5. M. B... a été confié aux services du département de l'Isère en tant que mineur non accompagné et a été muni par la suite d'un certificat de résidence en qualité d'étudiant pour lui permettre de poursuivre sa scolarité. Si M. B... séjourne sur le territoire français depuis un peu plus de cinq ans, il a vécu seize années en Algérie où il ne peut être dépourvu de toute attache personnelle. Il ressort de l'attestation de sa compagne que leur relation, qui n'a débuté qu'en octobre 2023, est très récente. Si M. B... est titulaire, depuis juillet 2021, du certificat d'aptitude professionnelle d'employé de vente spécialisé en produits alimentaires, d'un diplôme d'études en langue française niveau B1 et s'il soutient avoir travaillé en tant qu'apprenti vendeur de septembre 2019 à juin 2021, puis en qualité d'agent de nettoyage à temps plein, de service à temps partiel, et de coursier à temps plein pendant respectivement deux mois, trois mois, six mois, et enfin en tant que chauffeur livreur à temps plein à partir de novembre 2022, il ressort du rapport social établi le 28 mai 2020 par l'association ADATE que M. B... n'est pas dépourvu d'attaches familiales dans son pays d'origine où résident ses parents ainsi qu'un frère et une sœur et qu'il a des contacts avec sa mère. Dans ces conditions, les décisions de refus de titre de séjour et obligeant le requérant à quitter le territoire français n'ont pas porté une atteinte disproportionnée au droit de M. B... au respect de sa vie privée et familiale au regard des buts en vue desquels elles ont été prises. Par suite, le moyen tiré de la méconnaissance de l'article 8 de la convention européenne de sauvegarde des droits de l'homme et des libertés fondamentales doit être écarté.

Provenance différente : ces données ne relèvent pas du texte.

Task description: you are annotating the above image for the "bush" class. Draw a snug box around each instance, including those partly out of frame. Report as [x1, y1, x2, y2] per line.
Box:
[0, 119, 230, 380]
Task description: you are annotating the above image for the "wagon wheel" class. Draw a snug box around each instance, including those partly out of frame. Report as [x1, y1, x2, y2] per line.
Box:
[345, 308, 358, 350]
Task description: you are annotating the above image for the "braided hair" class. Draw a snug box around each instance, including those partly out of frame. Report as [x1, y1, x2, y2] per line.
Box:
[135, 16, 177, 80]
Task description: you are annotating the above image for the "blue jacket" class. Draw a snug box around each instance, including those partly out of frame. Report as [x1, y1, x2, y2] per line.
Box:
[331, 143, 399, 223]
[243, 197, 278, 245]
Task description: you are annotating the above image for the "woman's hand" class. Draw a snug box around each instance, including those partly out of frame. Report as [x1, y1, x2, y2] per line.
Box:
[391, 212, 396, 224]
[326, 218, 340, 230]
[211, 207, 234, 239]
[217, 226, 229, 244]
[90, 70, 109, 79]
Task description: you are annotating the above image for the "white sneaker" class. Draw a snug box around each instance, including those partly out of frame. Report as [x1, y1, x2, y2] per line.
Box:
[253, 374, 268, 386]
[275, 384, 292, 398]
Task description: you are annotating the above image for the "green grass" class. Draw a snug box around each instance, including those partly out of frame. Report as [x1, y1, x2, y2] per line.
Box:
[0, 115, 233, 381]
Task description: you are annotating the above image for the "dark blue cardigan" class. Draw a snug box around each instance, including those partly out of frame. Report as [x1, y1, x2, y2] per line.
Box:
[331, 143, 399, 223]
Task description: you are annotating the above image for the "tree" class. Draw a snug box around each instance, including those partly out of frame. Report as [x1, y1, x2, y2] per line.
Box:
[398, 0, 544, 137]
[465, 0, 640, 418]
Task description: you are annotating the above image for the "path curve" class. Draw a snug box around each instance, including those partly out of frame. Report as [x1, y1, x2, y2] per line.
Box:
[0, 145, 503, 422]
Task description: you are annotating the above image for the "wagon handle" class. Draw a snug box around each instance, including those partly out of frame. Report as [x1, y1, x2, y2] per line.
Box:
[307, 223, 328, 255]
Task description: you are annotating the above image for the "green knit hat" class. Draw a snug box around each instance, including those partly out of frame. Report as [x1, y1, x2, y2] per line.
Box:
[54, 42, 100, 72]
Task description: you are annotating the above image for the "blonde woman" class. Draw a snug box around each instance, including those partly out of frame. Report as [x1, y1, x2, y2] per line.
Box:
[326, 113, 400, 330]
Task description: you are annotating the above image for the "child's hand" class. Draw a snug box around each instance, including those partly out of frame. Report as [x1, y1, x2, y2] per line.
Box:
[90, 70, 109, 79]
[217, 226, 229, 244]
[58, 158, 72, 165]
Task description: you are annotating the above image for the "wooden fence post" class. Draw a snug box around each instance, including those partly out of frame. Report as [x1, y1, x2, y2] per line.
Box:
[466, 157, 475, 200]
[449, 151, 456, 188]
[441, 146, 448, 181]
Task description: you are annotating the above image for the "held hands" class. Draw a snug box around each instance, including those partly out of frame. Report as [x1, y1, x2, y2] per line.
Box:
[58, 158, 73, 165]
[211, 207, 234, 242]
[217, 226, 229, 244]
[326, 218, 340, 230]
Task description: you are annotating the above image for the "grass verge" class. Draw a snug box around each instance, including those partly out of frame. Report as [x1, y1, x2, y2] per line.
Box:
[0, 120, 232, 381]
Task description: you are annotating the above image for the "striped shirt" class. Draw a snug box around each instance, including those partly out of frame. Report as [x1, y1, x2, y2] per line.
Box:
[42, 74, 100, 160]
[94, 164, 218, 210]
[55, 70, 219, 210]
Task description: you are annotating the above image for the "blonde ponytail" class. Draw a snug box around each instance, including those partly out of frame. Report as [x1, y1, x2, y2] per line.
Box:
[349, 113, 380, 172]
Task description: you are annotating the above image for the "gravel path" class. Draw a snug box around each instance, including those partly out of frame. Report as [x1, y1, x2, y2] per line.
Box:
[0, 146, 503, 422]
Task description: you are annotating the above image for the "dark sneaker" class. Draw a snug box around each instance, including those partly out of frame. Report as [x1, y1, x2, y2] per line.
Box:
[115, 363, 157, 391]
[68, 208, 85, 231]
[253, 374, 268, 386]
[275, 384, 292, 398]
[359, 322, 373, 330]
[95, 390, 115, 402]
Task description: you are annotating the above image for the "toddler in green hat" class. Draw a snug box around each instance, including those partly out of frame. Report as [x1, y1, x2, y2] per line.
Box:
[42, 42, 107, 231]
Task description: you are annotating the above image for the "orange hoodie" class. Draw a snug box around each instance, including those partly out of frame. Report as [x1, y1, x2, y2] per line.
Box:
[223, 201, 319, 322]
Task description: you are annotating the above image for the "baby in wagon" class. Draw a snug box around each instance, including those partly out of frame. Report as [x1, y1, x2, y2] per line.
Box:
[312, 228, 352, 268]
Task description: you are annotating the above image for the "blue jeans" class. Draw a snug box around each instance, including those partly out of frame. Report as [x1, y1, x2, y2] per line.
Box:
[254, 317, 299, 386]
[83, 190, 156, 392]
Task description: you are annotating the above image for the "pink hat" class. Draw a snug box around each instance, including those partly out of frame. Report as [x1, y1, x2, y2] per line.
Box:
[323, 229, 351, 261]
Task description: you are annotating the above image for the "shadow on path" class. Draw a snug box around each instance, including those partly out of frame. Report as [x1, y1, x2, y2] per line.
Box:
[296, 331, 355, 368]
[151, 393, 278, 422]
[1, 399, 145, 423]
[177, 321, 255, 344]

6. En troisième lieu, l'article L. 435-1 du code de l'entrée et du séjour des étrangers et du droit d'asile prévoit qu'une carte de séjour temporaire peut être délivrée à l'étranger dont l'admission au séjour répond à des considérations humanitaires ou se justifie au regard des motifs exceptionnels qu'il fait valoir. Cet article, dès lors qu'il est relatif aux conditions dans lesquelles les étrangers peuvent être admis à séjourner en France, ne s'applique pas aux ressortissants algériens, dont la situation est régie de manière exclusive par l'accord franco-algérien du 27 décembre 1968. Cependant, bien que cet accord ne prévoie pas de semblables modalités d'admission exceptionnelle au séjour, un préfet peut délivrer un certificat de résidence à un ressortissant algérien qui ne remplit pas l'ensemble des conditions auxquelles est subordonnée sa délivrance de plein droit et il dispose à cette fin d'un pouvoir discrétionnaire pour apprécier, compte tenu de l'ensemble des éléments de la situation personnelle de l'intéressé, l'opportunité d'une mesure de régularisation.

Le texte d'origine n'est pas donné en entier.